Best Place to Hear Jazz (Washtenaw County)
Bird of Paradise
You make sure there’s toilet paper. You make sure there’re napkins. You worry about the crowd. You worry about the weather. You think about the vacuum cleaner that’s on the fritz. The kitchen, the air conditioner, who’s called in sick on the waitstaff. You think that you’re the owner, but mostly it feels like the place owns you. You think about everything except the music … until the band takes the stage.
“And it all goes away once the music starts because that’s what it’s all about — the music,” Ron Brooks said the other day, reminiscing about what it’s been like for 16 years at the helm of the Bird of Paradise, the last year of it at a new location that doubles the capacity to the 150-200 patron range.
And what a year it’s been. Pianists Chuco Valdes, Gonzalo Rubalcaba and Brad Mehldau. Organist Joey DeFrancesco. Bassists Ray Brown and Dave Holland. Drummer Roy Haynes, one of the last drumming titans of the bebop era. Jane Bunnett and the Spirits of Havana, that multi-culti musical extravaganza. In fact, sparks flew at the new club on the very first night when the reunion of soprano saxophonist Steve Lacy and trombonist Roswell Rudd — to quote a Lacy superlative in this here solo — lifted the bandstand.
That’s been the caliber of national artists trekking to the stage of the Bird. But that’s only part of the Bird’s success. Some of the rest: the 15-piece Bird of Paradise Orchestra led by bassist Paul Keller on Mondays, bassist Brooks’ own group on Tuesdays and Thursdays, and Pete Siers’ Latin-jazz group Los Gatos on Wednesday.

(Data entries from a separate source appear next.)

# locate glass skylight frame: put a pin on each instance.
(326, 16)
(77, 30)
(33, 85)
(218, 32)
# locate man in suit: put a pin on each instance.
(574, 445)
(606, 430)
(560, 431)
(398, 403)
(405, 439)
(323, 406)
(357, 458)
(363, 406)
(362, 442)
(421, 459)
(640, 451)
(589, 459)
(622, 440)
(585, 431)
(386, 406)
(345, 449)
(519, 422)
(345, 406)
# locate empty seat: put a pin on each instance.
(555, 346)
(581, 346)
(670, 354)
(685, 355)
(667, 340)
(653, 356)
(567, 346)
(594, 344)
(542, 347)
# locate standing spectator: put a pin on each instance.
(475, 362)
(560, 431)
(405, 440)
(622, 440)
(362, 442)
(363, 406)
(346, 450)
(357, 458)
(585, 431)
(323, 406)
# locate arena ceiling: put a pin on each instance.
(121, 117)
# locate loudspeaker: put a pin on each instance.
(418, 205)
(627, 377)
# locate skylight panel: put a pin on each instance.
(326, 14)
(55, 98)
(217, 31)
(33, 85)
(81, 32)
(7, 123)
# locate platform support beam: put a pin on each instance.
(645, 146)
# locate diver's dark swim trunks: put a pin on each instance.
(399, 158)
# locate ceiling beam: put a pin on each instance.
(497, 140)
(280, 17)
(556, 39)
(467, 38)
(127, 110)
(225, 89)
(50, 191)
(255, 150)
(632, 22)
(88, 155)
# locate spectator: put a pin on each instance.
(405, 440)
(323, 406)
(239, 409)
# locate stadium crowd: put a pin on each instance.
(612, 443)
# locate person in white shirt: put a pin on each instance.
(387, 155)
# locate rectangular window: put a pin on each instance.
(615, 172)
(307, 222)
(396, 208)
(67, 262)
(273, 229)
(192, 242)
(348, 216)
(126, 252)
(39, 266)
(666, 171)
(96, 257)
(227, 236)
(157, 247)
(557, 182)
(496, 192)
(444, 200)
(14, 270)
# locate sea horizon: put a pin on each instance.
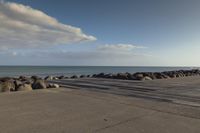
(25, 70)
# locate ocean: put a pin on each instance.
(13, 71)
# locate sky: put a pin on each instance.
(100, 32)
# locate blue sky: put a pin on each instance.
(122, 33)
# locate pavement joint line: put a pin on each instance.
(138, 106)
(123, 122)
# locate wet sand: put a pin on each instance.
(105, 106)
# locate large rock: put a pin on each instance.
(35, 78)
(39, 84)
(61, 77)
(17, 83)
(123, 76)
(4, 79)
(138, 76)
(25, 87)
(147, 78)
(53, 86)
(49, 78)
(83, 76)
(100, 75)
(7, 86)
(74, 77)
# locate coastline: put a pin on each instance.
(105, 106)
(24, 83)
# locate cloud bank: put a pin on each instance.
(119, 47)
(106, 55)
(24, 27)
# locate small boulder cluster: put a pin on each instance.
(23, 83)
(149, 75)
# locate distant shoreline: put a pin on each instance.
(15, 71)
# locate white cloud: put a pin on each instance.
(24, 27)
(96, 56)
(119, 47)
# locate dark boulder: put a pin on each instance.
(74, 77)
(25, 87)
(123, 76)
(18, 83)
(100, 75)
(61, 77)
(7, 86)
(138, 76)
(35, 78)
(83, 76)
(39, 84)
(53, 86)
(48, 78)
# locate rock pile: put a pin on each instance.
(149, 75)
(135, 76)
(23, 83)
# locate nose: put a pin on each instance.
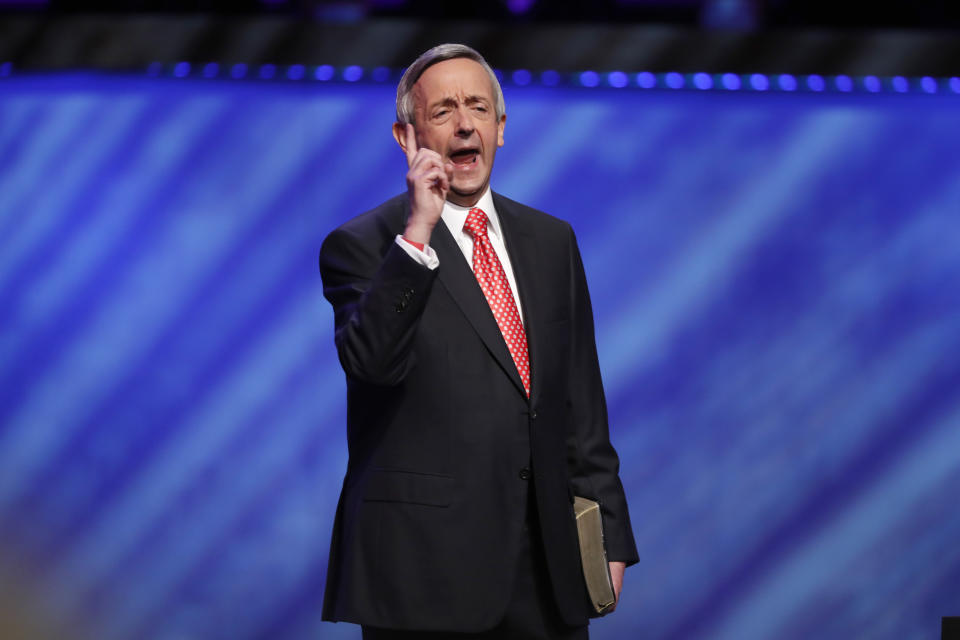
(464, 122)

And to mention a couple schedule standouts on the horizon, there’s Ray Brown’s return to the club at the end of May and David “Fathead” Newman’s gig at the end of April when he’ll play with Brooks’ group.
“It’s been like nurturing a family,” Brooks said, trying to put it all in perspective. “What you get back … what I’ve gotten back is equal to and surpasses what I’ve given. It’s been a great venue for a lot of people.”